What does it means for kids education? I believe that digital trends in education will continue with increased interactivity and opportunity to fast-wind the development of academic skills. According to Mccrindle, toys with an educational benefit, will become a part of classrooms. It’ll be interesting to see the shift in the role of human teachers towards digital instructors.  

2. Popularity of Asian cultures.

Given that the biggest middle class will be from Asia, we can expect growing interest towards Asian cultures, including languages. With generation alpha children deemed to be more global and mobile, it’s fair to assume that knowledge of Asian languages may become a factor of employability to some extent.

Inclusion of Asian languages and culture studies into school and university curriculums, as well as increased opportunities of speaking beyond the classroom will shift the focus from European languages.

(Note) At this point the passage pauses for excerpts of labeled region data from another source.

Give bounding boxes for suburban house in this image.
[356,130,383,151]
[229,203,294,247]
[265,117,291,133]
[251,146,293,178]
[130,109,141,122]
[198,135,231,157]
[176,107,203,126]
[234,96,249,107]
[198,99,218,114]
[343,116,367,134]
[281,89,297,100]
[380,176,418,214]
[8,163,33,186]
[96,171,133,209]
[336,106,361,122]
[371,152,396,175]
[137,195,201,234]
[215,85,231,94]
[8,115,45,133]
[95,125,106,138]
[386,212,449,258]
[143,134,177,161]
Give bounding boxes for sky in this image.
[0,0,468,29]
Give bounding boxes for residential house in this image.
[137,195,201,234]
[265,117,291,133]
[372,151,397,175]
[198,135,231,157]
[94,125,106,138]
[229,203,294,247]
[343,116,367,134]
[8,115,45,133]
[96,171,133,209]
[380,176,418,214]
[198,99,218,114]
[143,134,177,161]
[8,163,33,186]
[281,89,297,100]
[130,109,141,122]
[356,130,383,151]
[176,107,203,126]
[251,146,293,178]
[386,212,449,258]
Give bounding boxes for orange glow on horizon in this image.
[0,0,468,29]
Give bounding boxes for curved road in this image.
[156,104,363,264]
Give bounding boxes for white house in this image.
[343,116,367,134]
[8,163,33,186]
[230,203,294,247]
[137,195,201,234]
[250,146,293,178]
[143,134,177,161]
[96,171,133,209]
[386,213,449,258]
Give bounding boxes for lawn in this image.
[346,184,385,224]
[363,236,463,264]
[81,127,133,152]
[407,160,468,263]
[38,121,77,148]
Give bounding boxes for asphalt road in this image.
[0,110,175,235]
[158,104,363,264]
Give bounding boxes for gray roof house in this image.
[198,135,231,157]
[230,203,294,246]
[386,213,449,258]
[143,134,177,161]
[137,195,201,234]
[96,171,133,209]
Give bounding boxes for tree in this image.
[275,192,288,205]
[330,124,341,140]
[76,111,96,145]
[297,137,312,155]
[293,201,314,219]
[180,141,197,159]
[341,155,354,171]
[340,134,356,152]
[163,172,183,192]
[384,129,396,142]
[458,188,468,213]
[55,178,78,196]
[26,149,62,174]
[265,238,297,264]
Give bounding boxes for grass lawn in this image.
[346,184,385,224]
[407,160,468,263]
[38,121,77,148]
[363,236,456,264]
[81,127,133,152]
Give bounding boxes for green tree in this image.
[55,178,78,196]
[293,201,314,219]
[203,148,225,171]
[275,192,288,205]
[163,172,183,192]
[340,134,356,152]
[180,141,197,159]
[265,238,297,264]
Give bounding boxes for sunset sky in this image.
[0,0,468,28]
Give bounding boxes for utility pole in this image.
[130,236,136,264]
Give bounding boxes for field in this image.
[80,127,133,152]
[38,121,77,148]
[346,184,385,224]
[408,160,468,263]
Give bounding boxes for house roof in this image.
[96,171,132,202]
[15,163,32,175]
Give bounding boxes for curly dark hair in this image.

We may also expect dual language instructions when part of the classes are taught in the native language, and part in an Asian language.  

3. Value of education.

Education for life, not life for education. It is my hope that generation alpha children will redefine the value of education where education will be seen as a lifestyle, and not finite goal, as is often believed these days. Research findings suggest they will start formal education earlier and stay in it longer.  The focus on education will make them lifelong learners.

As a result, they will be well equipped with knowledge and skills, to be in the position to choose the right job to meet their preferences and priorities. Thus, they are predicted to hold multiple jobs across multiple careers.

In relation to the source of education, it is likely that it will be global when students will be able to find programs that match their interests and career aspirations. Thus, a valid question is whether they will be studying locally or globally, and what proportion of their learning will be face to face vs virtual? Regardless of the answers, recognition of the value of education is plausible.  

4. Focus on life skills.

It is expected that when today’s primary school kids enter teen years, they will be exposed even to more information than at present. Therefore, they will need to be well equipped with skills to help them make independent decisions and right choices. These skills include critical thinking, effective communications, logical analysis, knowledge of facts rather than opinions, etc.

Why wait if you can start helping children develop these skills right now? Increased parents’ interest in short courses for kids, as well as parents’ expectations of schools in educating around these valuable skills confirms that primary school is the perfect age to start teaching children to deal with complexities of real life.

This is why I developed the online course for children 8+"Un-Marketing: Critical Thinking Skills For Kids" where they learn about marketing effects, how they are designed to influence customer behaviours, and independent decision making in the shopping environment. Through familiar everyday examples children learn to develop smart buying habits and analyse claims and other marketing effects.

In another business course for kids "Online Marketing Course For Young Entrepreneurs", I share valuable information from my marketing studies and 17 years-long marketing career which I designed with my own children in mind.  

Final thoughts

The World Economic Forum predicts that 65% of today’s primary school children will work in new job types that don’t even exist yet.

A fair question many parents may ask, including myself, is what skills will the child need in order to succeed in the future career? The future will provide the answer, but one thing that is definite is - parents, guardians and the family are the ones who have the biggest power in teaching the right values and life skills in children. This done right, the child will walk their walk confidently, keeping true to their selves and standing strong when coping with life changes that will inevitably come their way.

In my opinion, this is the number one parenting goal every parent should be aiming at.